Published Sep 08, 2023 06:48

Major UK lenders including Lloyds Banking Group (LON:LLOY), Barclays (LON:BARC), Nationwide, and Santander (BME:SAN) are expected to follow in the footsteps of NatWest and HSBC by reducing their mortgage rates, according to reports from Friday. The anticipated move comes on the heels of a series of rate reductions by the latter two banks, which have been cutting their mortgage rates for six weeks.

HSBC launched its first-ever 40-year mortgage last week, a move seen as a significant step in making home ownership more affordable. The longer-term mortgage could help lower monthly repayments and is available to a variety of applicants, including first-time buyers. Andrew Matson (NYSE:MATX), Head of Mortgages at HSBC UK, underscored the bank’s commitment to supporting aspiring homeowners. “By extending the mortgage term we aim to help make mortgages more manageable with lower monthly repayments and homeownership a reality for our customers,” said Matson.

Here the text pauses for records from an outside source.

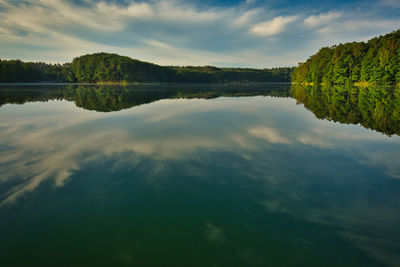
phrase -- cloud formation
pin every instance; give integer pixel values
(248, 33)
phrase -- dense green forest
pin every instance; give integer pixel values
(104, 67)
(377, 61)
(374, 107)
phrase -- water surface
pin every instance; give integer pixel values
(199, 175)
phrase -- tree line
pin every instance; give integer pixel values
(376, 61)
(105, 67)
(374, 107)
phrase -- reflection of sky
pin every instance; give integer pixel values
(297, 156)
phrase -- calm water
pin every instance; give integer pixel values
(199, 175)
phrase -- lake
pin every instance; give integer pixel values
(199, 175)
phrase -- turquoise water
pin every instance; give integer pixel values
(199, 175)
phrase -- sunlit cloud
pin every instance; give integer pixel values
(251, 33)
(271, 27)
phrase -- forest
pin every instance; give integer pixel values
(105, 68)
(376, 61)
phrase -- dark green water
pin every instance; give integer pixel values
(199, 175)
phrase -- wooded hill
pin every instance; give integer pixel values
(377, 61)
(105, 67)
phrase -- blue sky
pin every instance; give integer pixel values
(252, 33)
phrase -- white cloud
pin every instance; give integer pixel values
(322, 19)
(271, 27)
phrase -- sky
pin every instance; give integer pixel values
(248, 33)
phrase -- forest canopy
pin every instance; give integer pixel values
(377, 61)
(105, 67)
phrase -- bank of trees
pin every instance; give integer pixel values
(105, 67)
(377, 61)
(12, 71)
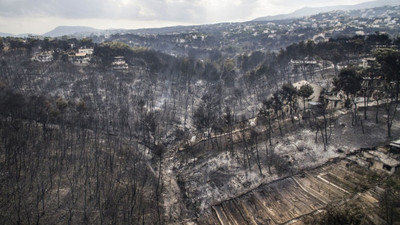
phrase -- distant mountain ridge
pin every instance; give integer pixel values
(70, 30)
(309, 11)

This week also saw NatWest cut its mortgage rates for the second time, with reductions of up to 0.30% for both new and existing customers. Mortgage brokers have interpreted these moves as a sign that other major lenders will follow suit. Justin Moy, managing director of Essex-based EHF Mortgages, said: “I am sure others will follow the lead from HSBC and NatWest later this week.”

Lewis Shaw, owner of Shaw Financial Services, echoed this sentiment. “There’s every chance we could see the remaining big four come to the party this week, too. It would appear that lenders are struggling to get new business, and the rate tap is the only tool they can turn to,” Shaw said.

Stephen Perkins, managing director of Yellow (OTC:YELLQ) Brick Mortgages, compared the ongoing reductions to an avalanche. “No doubt there will be more of these reductions over the week, as all lenders follow in a conga line,” Perkins said.